Barravento de Glauber Rocha (mardi 20 octobre 2015, 20h30)

Barravento est le premier long-métrage de Glauber Rocha, qui sera bientôt l’un des plus vifs porteurs de la flamme du « cinema novo », mouvement cinématographique brésilien visant à expérimenter des formes de cinéma profondément novatrices sans se défaire d’un fond et d’un éthique politiques. Ce film-ci se déroule dans une communauté de pêcheurs de la province de Bahia, Nord-Est du pays, où Firmino revient après un séjour à l’étranger. Le critique Philippe Delvosalle envisage Barravento comme l’expérience d’une « histoire de survie, de rites candomblé et d’amour ».

Proposition d’analyse

LE VENT SOUFFLE OÙ IL VEUT

-Homme libre, toujours tu chériras la mer !-

À propos de Barravento (1962) de Glauber Rocha, introduit par la voix de Renato Guimaraes, chercheur en cinéma, auteur de la thèse « De la critique de la raison dialectique à l’esthétique de la faim : Jean-Paul Sartre et Glauber Rocha » soutenue en 2013 à l’Université Paris I

« Barravento est ce moment de violence où les choses de la terre et de la mer se transforment, où dans la vie, l’amour et le milieu social se produisent des changements soudains. » [Carton introducteur au film]

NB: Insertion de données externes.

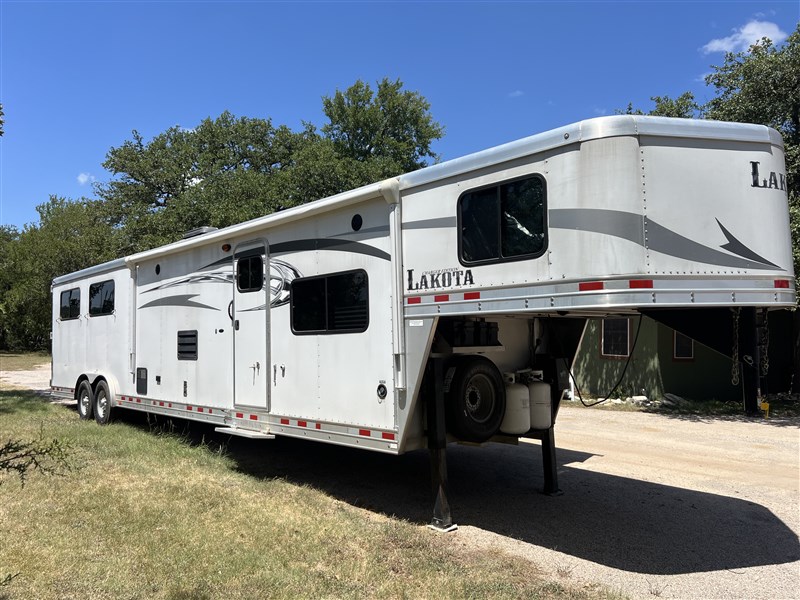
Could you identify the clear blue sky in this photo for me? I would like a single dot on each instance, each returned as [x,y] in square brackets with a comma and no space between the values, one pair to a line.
[77,77]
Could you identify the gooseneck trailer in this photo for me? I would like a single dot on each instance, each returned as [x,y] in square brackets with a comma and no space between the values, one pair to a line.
[445,304]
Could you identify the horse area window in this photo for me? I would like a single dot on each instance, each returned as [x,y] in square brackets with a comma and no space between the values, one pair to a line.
[70,304]
[250,274]
[336,303]
[101,298]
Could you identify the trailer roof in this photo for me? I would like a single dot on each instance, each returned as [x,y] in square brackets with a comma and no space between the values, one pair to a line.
[590,129]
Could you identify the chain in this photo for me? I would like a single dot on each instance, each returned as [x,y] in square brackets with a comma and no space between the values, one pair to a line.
[765,346]
[735,350]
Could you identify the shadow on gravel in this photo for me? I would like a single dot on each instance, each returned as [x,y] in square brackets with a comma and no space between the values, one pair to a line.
[622,523]
[775,421]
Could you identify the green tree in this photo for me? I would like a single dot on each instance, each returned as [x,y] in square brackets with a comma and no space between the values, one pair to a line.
[684,106]
[763,86]
[8,236]
[69,236]
[391,126]
[215,174]
[231,169]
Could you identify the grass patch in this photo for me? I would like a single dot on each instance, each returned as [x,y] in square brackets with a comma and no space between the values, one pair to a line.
[11,361]
[147,514]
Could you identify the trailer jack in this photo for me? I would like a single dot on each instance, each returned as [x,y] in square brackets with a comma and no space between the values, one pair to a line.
[437,445]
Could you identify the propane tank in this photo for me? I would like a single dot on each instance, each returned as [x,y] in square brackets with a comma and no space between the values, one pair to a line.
[518,412]
[541,416]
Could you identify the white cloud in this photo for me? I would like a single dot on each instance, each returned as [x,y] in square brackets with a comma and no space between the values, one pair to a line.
[746,36]
[85,178]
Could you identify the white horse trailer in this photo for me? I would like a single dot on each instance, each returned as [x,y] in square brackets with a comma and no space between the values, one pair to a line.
[442,305]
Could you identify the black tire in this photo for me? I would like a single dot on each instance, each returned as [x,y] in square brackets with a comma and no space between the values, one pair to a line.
[476,401]
[102,403]
[85,401]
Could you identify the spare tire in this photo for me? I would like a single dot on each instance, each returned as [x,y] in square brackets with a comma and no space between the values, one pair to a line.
[476,400]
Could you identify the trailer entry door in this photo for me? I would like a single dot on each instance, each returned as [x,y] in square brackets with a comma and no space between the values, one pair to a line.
[250,311]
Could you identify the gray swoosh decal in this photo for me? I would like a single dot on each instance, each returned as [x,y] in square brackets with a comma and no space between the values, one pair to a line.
[625,225]
[431,223]
[737,247]
[327,244]
[630,226]
[181,300]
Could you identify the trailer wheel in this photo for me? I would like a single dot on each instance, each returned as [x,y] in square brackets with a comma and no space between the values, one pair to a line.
[85,400]
[102,403]
[476,401]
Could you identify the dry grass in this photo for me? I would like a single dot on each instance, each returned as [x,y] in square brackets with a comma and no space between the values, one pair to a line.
[10,361]
[146,514]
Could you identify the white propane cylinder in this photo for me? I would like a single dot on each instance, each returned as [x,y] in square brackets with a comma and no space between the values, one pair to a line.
[518,409]
[541,417]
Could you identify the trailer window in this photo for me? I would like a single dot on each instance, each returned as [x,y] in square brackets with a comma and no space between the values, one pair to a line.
[187,345]
[502,223]
[336,303]
[101,298]
[250,274]
[70,304]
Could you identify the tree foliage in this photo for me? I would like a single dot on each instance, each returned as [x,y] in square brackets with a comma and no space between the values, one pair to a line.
[761,85]
[684,106]
[70,235]
[389,126]
[223,171]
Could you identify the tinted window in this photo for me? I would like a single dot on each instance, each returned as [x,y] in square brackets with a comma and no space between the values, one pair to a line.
[335,303]
[101,298]
[70,304]
[250,274]
[503,222]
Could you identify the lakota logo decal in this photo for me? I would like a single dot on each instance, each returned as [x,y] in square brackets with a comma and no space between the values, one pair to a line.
[440,278]
[776,181]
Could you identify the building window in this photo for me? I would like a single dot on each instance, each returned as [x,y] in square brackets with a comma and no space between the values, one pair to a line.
[101,298]
[682,346]
[337,303]
[250,274]
[502,223]
[70,304]
[615,339]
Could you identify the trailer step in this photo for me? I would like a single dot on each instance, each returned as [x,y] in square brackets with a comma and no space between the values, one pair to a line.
[253,435]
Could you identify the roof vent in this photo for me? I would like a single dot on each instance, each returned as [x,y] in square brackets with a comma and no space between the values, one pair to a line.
[198,231]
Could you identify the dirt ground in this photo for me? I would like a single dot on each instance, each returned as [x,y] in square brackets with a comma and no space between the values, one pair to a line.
[653,505]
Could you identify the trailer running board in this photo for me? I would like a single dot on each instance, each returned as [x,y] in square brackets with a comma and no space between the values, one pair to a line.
[253,435]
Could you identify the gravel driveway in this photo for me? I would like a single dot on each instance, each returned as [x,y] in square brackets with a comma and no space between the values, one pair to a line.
[653,505]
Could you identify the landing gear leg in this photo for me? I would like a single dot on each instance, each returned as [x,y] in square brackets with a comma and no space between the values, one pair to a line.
[437,445]
[549,463]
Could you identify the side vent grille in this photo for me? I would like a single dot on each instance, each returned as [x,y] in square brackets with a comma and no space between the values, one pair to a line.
[187,345]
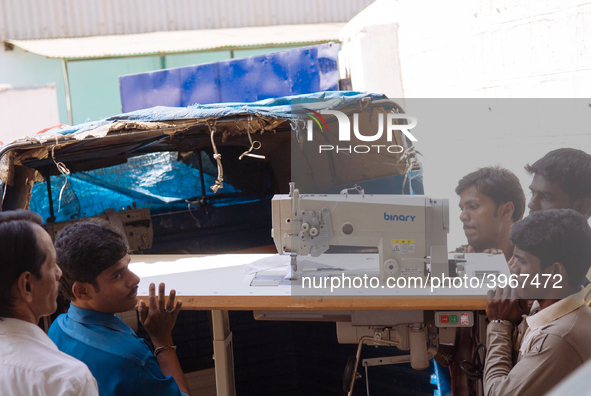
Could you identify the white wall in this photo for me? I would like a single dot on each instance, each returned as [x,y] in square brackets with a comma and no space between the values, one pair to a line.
[466,48]
[478,49]
[26,110]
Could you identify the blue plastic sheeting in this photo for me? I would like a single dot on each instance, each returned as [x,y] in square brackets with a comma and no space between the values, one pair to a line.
[156,181]
[275,107]
[291,72]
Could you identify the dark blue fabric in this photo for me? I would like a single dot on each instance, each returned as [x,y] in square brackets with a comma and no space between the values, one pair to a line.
[122,363]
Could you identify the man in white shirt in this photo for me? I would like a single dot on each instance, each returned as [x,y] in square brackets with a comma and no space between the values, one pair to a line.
[552,248]
[30,363]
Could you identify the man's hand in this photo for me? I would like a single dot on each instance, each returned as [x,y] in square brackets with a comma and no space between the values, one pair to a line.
[504,304]
[158,319]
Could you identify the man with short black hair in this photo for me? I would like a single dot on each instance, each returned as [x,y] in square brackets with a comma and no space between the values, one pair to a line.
[552,248]
[30,363]
[561,180]
[491,201]
[96,278]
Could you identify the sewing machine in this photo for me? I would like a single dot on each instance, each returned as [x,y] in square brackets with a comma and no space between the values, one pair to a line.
[410,232]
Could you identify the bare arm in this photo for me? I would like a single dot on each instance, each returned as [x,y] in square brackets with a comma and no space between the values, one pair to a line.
[159,320]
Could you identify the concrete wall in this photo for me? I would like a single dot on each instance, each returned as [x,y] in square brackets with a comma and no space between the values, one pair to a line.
[465,48]
[478,49]
[26,110]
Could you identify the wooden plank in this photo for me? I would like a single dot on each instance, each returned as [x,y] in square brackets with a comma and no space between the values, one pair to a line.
[276,303]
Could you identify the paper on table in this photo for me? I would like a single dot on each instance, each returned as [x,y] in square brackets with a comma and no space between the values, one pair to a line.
[278,260]
[267,263]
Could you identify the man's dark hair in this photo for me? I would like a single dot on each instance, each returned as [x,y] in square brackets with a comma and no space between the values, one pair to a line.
[84,250]
[499,184]
[20,251]
[556,236]
[571,168]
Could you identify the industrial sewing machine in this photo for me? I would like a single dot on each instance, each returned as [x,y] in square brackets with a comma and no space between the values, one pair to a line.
[410,234]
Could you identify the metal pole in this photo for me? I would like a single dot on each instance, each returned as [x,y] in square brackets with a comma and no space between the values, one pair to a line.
[67,83]
[223,354]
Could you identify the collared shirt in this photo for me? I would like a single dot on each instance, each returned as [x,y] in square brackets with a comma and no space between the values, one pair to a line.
[555,345]
[122,363]
[588,288]
[31,364]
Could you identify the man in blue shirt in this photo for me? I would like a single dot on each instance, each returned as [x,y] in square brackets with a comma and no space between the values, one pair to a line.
[96,279]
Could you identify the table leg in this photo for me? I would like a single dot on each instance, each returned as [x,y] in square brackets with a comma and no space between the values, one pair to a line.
[223,354]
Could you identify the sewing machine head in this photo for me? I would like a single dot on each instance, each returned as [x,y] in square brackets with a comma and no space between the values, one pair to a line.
[405,229]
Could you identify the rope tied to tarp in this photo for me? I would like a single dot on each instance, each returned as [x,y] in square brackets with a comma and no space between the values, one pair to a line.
[63,170]
[411,162]
[218,158]
[252,144]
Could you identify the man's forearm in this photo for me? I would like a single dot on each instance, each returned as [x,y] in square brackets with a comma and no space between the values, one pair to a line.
[499,360]
[170,366]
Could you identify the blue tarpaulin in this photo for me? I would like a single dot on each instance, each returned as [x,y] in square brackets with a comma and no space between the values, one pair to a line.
[247,79]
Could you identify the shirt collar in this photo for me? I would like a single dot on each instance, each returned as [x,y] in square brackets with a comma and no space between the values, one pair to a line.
[11,326]
[556,310]
[88,317]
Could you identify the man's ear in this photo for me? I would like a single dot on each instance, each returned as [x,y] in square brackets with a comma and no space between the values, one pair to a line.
[80,291]
[583,206]
[556,269]
[506,211]
[23,286]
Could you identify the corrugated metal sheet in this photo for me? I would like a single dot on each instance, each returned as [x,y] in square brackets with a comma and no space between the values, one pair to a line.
[181,41]
[36,19]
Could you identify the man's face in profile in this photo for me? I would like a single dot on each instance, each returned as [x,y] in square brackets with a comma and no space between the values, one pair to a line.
[45,289]
[116,288]
[547,195]
[482,223]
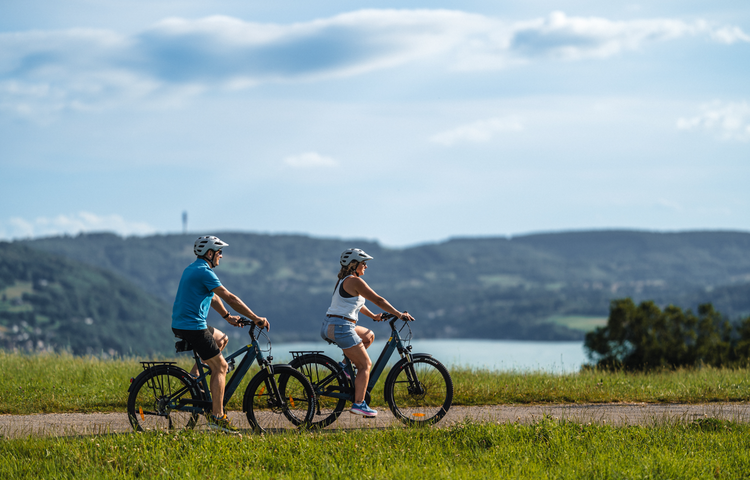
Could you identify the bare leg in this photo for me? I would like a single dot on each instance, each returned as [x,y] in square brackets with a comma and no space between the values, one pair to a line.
[221,341]
[358,355]
[218,367]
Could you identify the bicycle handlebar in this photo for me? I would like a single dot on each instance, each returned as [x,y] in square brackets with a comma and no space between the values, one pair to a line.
[391,318]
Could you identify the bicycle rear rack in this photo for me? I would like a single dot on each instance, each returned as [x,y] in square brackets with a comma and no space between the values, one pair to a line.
[299,353]
[150,365]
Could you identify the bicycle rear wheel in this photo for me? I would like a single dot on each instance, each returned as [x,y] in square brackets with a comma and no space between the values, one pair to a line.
[419,392]
[153,403]
[326,377]
[279,401]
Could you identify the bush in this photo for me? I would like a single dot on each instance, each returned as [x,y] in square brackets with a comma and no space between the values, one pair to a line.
[644,337]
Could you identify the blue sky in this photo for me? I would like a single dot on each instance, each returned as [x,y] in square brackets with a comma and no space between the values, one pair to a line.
[403,122]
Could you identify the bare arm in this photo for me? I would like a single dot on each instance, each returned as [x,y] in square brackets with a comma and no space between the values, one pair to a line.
[237,305]
[368,313]
[357,286]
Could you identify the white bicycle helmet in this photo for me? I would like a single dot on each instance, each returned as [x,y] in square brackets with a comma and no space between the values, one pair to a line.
[354,254]
[206,243]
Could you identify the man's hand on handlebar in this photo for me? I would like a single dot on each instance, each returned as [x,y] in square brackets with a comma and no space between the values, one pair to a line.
[261,322]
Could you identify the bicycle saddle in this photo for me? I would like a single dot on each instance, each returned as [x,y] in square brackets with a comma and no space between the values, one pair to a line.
[182,345]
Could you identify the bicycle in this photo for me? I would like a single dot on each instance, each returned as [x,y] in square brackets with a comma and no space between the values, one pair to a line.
[418,388]
[165,396]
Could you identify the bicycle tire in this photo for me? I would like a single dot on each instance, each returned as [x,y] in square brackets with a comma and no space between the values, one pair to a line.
[154,398]
[293,407]
[421,402]
[324,374]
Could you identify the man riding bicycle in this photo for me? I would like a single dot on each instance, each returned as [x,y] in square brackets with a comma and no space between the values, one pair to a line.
[200,288]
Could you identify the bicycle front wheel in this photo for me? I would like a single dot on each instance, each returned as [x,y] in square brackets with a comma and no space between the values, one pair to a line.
[419,392]
[279,401]
[154,400]
[326,378]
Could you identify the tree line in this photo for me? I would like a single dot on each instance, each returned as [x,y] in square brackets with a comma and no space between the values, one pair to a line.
[645,337]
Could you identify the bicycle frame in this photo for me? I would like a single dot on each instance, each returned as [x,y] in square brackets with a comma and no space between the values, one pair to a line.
[393,344]
[253,354]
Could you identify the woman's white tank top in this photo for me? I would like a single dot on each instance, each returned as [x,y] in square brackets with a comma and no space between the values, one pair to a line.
[344,304]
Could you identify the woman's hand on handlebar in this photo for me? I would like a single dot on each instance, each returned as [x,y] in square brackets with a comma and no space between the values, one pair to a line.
[406,317]
[384,317]
[262,322]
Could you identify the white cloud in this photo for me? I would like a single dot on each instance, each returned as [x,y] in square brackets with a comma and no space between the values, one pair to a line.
[18,228]
[310,160]
[480,131]
[728,121]
[49,71]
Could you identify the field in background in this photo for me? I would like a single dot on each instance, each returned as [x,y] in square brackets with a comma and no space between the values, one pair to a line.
[707,448]
[49,383]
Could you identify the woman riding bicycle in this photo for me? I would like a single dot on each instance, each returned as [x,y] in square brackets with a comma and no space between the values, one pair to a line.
[340,325]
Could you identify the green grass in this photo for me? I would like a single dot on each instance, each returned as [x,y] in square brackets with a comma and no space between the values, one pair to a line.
[48,383]
[548,449]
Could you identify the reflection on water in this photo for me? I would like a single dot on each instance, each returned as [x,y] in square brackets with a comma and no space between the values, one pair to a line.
[556,357]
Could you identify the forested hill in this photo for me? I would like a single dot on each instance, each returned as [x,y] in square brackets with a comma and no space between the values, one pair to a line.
[48,302]
[525,287]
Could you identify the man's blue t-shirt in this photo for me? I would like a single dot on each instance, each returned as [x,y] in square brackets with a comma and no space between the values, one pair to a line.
[194,295]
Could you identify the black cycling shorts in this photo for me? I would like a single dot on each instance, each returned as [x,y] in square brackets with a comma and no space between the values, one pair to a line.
[202,341]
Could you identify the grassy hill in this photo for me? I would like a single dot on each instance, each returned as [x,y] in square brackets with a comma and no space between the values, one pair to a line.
[541,287]
[48,302]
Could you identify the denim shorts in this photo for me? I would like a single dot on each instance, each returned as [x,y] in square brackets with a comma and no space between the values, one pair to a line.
[344,333]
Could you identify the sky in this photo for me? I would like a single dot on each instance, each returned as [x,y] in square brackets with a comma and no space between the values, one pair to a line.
[403,122]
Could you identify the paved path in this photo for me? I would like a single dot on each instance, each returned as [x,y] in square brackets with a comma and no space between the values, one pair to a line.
[65,424]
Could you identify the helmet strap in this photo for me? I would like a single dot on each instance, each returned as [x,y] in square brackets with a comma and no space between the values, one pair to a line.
[210,262]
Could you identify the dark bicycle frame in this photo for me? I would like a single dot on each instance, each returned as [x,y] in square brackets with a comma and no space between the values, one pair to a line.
[200,405]
[394,343]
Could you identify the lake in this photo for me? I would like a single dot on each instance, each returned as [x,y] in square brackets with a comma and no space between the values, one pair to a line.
[555,357]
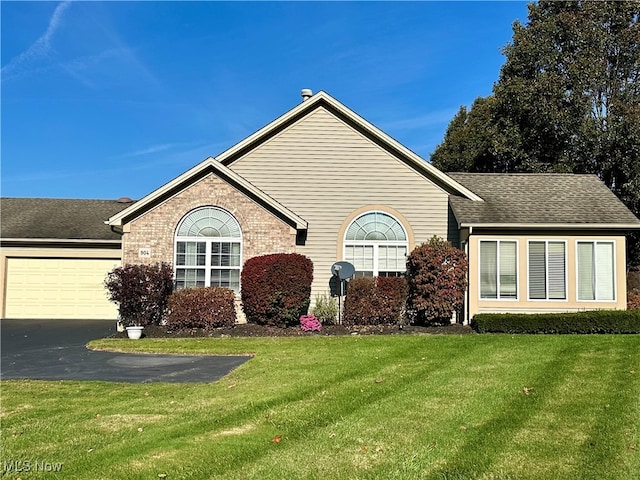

N.B. : Ce texte n’a pas vocation à vous dévoiler le film dans son détail afin de ne pas contrer le moment du visionnage, mais davantage à proposer une contextualisation pour en comprendre la portée, bien que celle-ci ne soit pas absolument nécessaire pour apprécier les images et les sons de Barravento.

Vents contraires

« Une nuit de 1962, à Copacabana. Glauber Rocha dit à ses amis qu’il va leur montrer un totem qu’il a acheté avec l’argent de trois vaches que son grand-père lui a données et qu’il a vendues : une Ariflex 35 mm. »1

En commençant à poser ces quelques mots au sujet de Barravento, il est difficile de savoir s’il faut ou non commencer par en venir spécifiquement audit Barravento. En effet, si l’on peut sans mal en considérer la valeur cinématographique de la manière la plus autonome qui soit dans l’Histoire du Cinéma mondial, le premier long-métrage de Glauber Rocha réalisé à l’âge de 23 ans ( !) est aussi l’un des premiers celluloïds posé à l’édifice du « cinema novo », mouvement crucial du cinéma brésilien particulièrement vindicatif, autant sur le plan esthétique que politique, dont Rocha sera l’un des membres les plus actifs et radical. « L’importance fondamentale de Barravento dans l’histoire du cinéma brésilien vient du fait que c’est le premier film qui ait capté des aspects essentiels de l’actuelle société brésilienne ; un film dont la structure transpose sur le plan de l’art une des structures de la société dans laquelle il s’insère. »2

Aussi, il ne relèverait pas du péché d’exotisme d’envisager Barravento en premier lieu comme un film à résonance « nationale ». Le critique Michel Estève écrit dans le numéro 37 des Études Cinématographiques : « Le double but fondamental du cinema novo était : replacer l’homme dans son contexte historique et culturel, dans son « environnement » socio-géographique ; dénoncer, au moyen du langage cinématographique, l’aliénation dont il est victime en Amérique Latine (plus particulièrement au Brésil) en fonction d’une soumission souvent aveugle aux traditions, aux mythes, à la misère, ou même au désespoir. » C’est en ces termes que les rites de candomblé et macumba3 occupent une place particulièrement prégnante dans la structure narrative du film.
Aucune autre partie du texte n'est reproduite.